In some cases you may need to share public keys with third parties. This library provides a JWKSet that returns only public keys.

It is compatible with the any JWKSet, including JWKSets or RotatableJWKSet classes.

use Jose\Factory\JWKFactory;

$public_key_set = JWKFactory::createPublicKeySet($jwkset);

Key Sets Chaining

Let say you have two rotatable key sets: one for signature and the other one for encryption purpose. You want to share the public keys with third parties by providing a unique URL where all public keys can be retrieved.

Then you can merge your rotatable key sets and use that JWKSet to share public keys.

use Jose\Factory\JWKFactory;

$signing_keys = JWKFactory::createRotatableKeySet(
    '/path/to/the/storage/signature.keyset',
    [
        'kty'  => 'RSA',
        'size' => 4096,
        'alg'  => 'RS512',
        'use'  => 'sig',
    ],
    3,
    3600
);

$encryption_keys = JWKFactory::createRotatableKeySet(
    '/path/to/the/storage/encryption.keyset',
    [
        'kty' => 'OKP',
        'crv' => 'X25519',
        'alg' => 'ECDH-ES',
        'use' => 'enc',
    ],
    3,
    3600
);

$jwkset = JWKFactory::createKeySets([
    $signing_keys,
    $encryption_keys,
]);
$public_key_set = JWKFactory::createPublicKeySet($jwkset);

Now you cqn use the first key of the $signing_keys and $encryption_keys for all your operations and share the $public_key_set with third parties.

Key Selection

JWKSet object can contain several keys. To easily find a key according to constraint, a method selectKey is available.

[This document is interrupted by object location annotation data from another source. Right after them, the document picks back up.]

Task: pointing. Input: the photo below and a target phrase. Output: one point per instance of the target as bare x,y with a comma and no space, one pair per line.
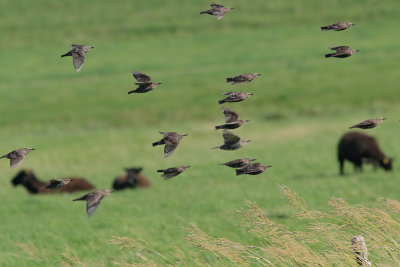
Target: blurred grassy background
85,124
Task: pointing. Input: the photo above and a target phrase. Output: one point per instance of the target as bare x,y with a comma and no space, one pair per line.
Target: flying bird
252,169
172,172
338,26
231,120
218,11
171,141
234,97
78,53
16,157
231,141
93,200
341,52
242,78
238,163
57,183
368,124
144,82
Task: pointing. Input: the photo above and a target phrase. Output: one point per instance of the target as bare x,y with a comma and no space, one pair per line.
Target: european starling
238,163
171,141
172,172
368,124
144,82
217,11
231,120
231,141
78,53
252,169
234,97
93,200
17,156
338,26
57,183
341,52
242,78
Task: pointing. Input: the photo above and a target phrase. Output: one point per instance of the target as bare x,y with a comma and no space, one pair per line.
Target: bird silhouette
78,53
16,157
93,200
171,141
144,82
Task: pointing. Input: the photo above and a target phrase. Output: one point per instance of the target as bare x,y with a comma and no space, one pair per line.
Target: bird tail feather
80,198
161,142
67,54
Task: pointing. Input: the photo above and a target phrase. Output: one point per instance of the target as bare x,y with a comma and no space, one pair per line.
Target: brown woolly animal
28,179
131,179
358,148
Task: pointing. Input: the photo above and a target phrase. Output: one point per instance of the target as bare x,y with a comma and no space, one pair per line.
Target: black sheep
358,148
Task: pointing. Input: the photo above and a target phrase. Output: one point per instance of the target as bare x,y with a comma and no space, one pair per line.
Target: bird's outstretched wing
169,148
230,115
230,138
339,47
365,123
92,203
78,59
141,77
215,5
16,161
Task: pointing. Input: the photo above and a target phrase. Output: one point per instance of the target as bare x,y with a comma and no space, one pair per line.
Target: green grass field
85,124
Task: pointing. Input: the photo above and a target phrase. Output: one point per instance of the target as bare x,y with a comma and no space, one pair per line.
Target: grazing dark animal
131,179
358,148
28,179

// Find a key used to encrypt/decrypt
$jwk_set->selectKey('enc');

// Find a key used to sign/verify
$jwk_set->selectKey('sig');

// Find a key used to sign/verify using the algorithm 'RS256'
$jwk_set->selectKey('sig', 'RS256');

// Find a key used to encrypt/decrypt with kid = '0123456789'
$jwk_set->selectKey('enc', null, ['kid'=>'0123456789']);

// Find a key used to sign/verify with sha256 thumbprint = '0123456789'
$jwk_set->selectKey('sig', null, ['x5t#256'=>'0123456789']);

We recommend you to always define the following key/value pairs for each key:

  • kid: the ID of the key
  • use: the usage of the key (sig for signature or enc for encryption operations)
  • alg: the algorithm allowed for this key

The selection of the best key to use will be more efficient.